Or l'âme de Marie magnifie le Seigneur et son esprit tressaille en Dieu parce que, vouée âme et esprit au Père et au Fils, elle vénère avec un pieux amour le Dieu unique, d'où viennent toutes choses, et l'unique Seigneur, par qui sont toutes choses (cf. I. Cor., VIII, 6). Suit la prophétie de Marie, dont la plénitude répond à l'excellence de sa personne. Et il n'est pas sans intérêt, semble-t-il, qu'Elisabeth prophétise avant la naissance de Jean, Marie avant celle du Seigneur. Déjà se dessine et s'ébauche le salut des hommes ; car le péché ayant commencé par les femmes, le bien, aussi, débute par des femmes, afin que les femmes, délaissant à leur tour les mœurs efféminées, renoncent à leur faiblesse, et que l'âme, qui n'a pas de sexe, telle Marie, ignorant l'erreur, s'applique religieusement à imiter sa chasteté. « Marie demeura chez elle trois mois et s'en revint dans sa maison. » II est bien qu'on nous montre Marie rendant service et fidèle à un nombre mystique : car la parenté n'est pas la seule cause de ce long séjour, mais aussi le profit d'un si grand prophète.

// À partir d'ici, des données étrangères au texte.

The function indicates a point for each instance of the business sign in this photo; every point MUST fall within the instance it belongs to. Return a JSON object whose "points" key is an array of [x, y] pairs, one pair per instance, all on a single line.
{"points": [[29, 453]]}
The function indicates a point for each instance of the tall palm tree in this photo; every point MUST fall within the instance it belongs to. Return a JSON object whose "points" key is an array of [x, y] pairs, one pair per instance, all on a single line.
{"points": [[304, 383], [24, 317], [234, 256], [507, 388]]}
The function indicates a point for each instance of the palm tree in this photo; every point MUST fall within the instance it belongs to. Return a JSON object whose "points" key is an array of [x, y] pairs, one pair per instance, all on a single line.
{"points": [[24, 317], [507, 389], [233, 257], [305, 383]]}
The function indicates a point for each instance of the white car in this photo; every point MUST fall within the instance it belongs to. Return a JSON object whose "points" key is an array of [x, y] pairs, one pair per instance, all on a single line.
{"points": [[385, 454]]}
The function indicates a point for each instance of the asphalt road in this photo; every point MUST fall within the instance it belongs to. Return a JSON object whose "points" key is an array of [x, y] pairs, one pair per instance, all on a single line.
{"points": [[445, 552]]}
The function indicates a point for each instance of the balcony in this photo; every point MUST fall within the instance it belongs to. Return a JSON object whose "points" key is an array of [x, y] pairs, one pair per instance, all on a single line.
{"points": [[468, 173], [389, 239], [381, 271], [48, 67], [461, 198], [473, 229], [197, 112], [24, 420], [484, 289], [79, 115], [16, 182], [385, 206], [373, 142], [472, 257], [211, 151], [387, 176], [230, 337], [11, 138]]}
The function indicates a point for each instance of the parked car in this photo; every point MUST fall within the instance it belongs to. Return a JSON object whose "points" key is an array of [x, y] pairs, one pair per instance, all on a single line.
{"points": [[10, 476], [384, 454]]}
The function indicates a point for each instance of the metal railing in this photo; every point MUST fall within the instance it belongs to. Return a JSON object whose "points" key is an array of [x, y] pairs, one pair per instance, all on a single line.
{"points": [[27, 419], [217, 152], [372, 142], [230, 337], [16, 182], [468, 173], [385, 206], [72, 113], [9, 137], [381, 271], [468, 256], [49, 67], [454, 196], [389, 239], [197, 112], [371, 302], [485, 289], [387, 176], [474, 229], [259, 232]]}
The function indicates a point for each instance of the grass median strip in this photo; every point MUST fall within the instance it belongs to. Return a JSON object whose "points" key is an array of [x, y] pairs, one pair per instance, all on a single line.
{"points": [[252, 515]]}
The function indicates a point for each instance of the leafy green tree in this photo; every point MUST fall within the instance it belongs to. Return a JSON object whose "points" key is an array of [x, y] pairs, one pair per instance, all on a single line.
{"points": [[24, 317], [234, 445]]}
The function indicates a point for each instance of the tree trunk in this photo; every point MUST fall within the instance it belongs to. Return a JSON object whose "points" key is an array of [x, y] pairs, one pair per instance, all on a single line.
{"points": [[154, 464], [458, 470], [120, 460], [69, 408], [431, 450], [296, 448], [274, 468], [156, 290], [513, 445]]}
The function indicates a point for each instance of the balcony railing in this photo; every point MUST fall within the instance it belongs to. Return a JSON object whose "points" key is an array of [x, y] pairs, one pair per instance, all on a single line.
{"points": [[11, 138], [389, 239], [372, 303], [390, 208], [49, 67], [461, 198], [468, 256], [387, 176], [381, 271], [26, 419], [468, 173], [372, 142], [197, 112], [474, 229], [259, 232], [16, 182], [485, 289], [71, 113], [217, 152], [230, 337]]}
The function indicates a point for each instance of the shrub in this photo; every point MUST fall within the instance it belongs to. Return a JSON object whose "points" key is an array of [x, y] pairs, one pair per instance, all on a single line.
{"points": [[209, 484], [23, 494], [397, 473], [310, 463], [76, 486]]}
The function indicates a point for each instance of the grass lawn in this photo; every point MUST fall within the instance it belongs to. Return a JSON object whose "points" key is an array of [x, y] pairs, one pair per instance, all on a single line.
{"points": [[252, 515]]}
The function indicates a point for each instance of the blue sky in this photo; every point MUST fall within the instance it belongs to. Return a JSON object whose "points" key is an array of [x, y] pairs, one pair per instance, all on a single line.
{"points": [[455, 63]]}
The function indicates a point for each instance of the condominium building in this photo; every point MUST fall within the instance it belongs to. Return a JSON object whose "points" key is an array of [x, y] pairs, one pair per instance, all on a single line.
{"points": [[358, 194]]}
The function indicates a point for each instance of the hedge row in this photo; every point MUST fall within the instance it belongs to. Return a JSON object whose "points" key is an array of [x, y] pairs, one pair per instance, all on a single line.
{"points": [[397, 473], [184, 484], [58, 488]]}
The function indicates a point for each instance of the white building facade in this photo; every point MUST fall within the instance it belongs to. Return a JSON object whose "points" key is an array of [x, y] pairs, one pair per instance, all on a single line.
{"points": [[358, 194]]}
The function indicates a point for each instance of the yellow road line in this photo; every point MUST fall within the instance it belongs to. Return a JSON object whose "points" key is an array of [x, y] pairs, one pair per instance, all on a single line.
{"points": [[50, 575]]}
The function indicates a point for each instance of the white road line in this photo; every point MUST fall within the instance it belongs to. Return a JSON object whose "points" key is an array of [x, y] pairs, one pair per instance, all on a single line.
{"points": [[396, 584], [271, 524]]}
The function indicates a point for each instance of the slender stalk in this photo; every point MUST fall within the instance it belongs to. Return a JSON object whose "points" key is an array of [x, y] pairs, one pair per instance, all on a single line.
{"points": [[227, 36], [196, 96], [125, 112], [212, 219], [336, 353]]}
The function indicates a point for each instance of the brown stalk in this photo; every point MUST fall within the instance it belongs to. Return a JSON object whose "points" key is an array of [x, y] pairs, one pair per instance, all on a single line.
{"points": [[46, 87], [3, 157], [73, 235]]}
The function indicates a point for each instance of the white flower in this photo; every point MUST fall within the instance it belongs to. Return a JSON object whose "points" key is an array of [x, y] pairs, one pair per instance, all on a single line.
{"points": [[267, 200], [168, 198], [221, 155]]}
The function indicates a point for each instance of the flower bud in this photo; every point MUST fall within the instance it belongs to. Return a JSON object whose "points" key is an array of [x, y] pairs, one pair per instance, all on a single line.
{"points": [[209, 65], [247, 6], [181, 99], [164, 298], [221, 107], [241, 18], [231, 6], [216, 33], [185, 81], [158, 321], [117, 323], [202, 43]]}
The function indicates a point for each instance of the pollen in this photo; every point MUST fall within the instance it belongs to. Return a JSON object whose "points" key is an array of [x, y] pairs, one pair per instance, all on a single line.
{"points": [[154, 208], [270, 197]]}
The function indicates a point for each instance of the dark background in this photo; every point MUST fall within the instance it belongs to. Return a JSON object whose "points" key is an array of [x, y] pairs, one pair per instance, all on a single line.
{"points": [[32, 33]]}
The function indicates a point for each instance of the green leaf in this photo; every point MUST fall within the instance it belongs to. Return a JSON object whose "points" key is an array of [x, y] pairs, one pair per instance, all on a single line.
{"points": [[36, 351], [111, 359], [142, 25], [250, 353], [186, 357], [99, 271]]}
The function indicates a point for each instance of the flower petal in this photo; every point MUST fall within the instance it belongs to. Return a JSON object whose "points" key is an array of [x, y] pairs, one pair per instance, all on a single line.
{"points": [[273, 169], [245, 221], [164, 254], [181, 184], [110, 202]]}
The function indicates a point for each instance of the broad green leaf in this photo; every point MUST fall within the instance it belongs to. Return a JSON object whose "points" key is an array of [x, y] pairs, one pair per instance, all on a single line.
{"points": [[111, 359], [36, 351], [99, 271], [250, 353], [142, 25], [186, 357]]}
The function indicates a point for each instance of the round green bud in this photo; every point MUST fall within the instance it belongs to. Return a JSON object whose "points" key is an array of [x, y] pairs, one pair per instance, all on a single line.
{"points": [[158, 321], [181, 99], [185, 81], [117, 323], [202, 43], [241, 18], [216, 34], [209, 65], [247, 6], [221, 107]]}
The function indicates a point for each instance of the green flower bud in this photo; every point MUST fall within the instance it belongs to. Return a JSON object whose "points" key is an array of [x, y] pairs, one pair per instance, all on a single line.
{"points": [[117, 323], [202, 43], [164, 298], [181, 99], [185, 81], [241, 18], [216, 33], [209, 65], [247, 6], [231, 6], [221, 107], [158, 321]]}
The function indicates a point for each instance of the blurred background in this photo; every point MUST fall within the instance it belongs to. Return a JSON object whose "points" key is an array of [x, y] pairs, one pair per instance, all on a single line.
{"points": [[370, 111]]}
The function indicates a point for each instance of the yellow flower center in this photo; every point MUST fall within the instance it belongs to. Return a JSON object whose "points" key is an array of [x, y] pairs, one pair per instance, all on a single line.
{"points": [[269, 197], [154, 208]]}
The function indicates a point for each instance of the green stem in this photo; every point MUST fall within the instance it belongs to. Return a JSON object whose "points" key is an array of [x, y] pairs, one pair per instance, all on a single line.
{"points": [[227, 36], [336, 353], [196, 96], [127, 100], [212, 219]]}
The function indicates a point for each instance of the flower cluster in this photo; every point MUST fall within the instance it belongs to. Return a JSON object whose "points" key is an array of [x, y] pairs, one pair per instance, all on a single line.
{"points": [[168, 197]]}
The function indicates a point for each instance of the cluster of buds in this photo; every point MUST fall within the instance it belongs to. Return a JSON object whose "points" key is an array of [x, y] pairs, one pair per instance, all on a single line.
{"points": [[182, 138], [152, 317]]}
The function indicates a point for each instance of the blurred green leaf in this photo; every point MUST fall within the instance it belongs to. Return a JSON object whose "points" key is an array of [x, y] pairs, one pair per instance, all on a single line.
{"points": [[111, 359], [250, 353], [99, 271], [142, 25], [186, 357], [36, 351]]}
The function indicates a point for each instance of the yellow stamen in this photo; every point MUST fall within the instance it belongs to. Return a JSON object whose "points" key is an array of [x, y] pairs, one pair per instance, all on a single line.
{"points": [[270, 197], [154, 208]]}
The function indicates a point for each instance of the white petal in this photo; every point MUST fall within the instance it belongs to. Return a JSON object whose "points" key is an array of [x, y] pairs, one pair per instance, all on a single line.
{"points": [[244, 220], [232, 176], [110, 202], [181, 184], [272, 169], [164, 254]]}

En effet, si la première entrée a procuré un tel résultat qu'au salut de Marie l'enfant ait tressailli dans le sein, que l'Esprit Saint ait rempli la mère de l'enfant, quels accroissements pouvons-nous croire qu'en un tel espace de temps, la présence de sainte Marie lui ait valus ! « Marie demeura chez elle trois mois. » Ainsi le prophète recevait l'onction et, tel un bon athlète, était exercé dès le sein maternel : car c'est en vue d'un grandiose combat que se préparait sa force.
Enfin Marie est demeurée jusqu'à ce que fût accompli pour Elisabeth le temps de l'enfantement. Or, si vous y prenez bien garde, vous trouverez qu'on n'a jamais noté cela que pour la naissance des justes ; car enfin « les jours furent accomplis pour l'enfantement » de Marie, « le temps fut accompli » pour l'enfantement d'Elisabeth, le temps de la vie s'est accompli quand les saints ont quitté la carrière de cette vie. La plénitude est pour la vie du juste, le vide pour les jours des impies ».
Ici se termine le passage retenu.